Because we rarely hear accounts from ill people of their illness, because the reality of illness is that it disorders the very parts of us that would otherwise be engaged in remembering, explaining, and categorising it,

 

'illness remains a wilderness....it may play an important, even necessary, role in the ecology of the whole.'

 

Societally, we are living in times that seek to fragment us, disengaging our energies from our capacity to calibrate and direct ourselves. Duff's suggestion that the agency of an illness itself could be what does the healing- that what we experience as the illness itself is not only what can teach us how to heal, but may be the actual healing happening- feels important.

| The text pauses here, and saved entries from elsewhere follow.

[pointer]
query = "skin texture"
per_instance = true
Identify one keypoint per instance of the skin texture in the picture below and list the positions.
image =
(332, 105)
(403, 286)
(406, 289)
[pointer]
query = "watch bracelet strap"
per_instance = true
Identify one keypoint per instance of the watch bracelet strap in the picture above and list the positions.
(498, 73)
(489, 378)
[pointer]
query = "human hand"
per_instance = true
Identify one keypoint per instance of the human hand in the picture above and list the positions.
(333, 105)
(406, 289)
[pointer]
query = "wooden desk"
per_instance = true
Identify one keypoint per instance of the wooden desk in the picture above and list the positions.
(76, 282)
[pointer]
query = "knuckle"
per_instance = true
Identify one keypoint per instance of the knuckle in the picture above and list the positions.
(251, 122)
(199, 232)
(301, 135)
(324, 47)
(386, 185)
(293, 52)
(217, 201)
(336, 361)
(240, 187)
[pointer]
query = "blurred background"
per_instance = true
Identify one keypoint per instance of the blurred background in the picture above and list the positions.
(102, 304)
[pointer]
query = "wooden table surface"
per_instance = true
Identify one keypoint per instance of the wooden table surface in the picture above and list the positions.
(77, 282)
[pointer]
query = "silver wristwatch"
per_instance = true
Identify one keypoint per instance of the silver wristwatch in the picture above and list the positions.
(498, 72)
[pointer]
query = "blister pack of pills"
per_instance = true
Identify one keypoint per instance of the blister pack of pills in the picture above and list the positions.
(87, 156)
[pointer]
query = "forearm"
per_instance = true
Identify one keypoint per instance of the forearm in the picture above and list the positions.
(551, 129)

I think integrating this understanding can reconnect us to a broader sense of meaning.

 

As in homeopathy, a particular illness may warrant a solution that balances not only that illness or manifestation of illness in a person, but also the symptoms and tendencies they are not attempting to address, and may not even have recognised. In a larger sense, our illnesses can be viewed as the beginning of a self healing process that nature is living; our attempts to heal in a way that integrates the lessons of illness may continue this work of nature, which is correcting itself in ways and on levels that we do not have access to.

 

For me on a personal level, the best solution I have found for my pain has been meditation, connecting with spirituality, and bodywork. My pain simultaneously forced me to inhabit my body and the present moment, as one cannot avoid when one is in pain, and intensified my desire to escape it. Escaping the frightening vulnerability of my body is what I had been doing for years- as pain has dragged me back into it, I have had to acknowledge that leaving my body behind only leaves it, and thus myself, more vulnerable to damage. So I have to learn a new way of living, in my body. This doesn't make pain go away, but it prevents me from creating more pain by doing things that exacerbate it while dissociating. And at the same time, it brings me back to the truth of myself, from where I can act authentically and do what I mean to in the world; contribute and not blindly hurt other people and living things. I hope that it will bring me more and more fully into peace with myself and the world. I have known this flow and peace and I want to live there. But there is a lot to integrate. In order to make this kind of integration possible, we all need to plunge into the work of undoing our individualism and isolation and building true communities of healing.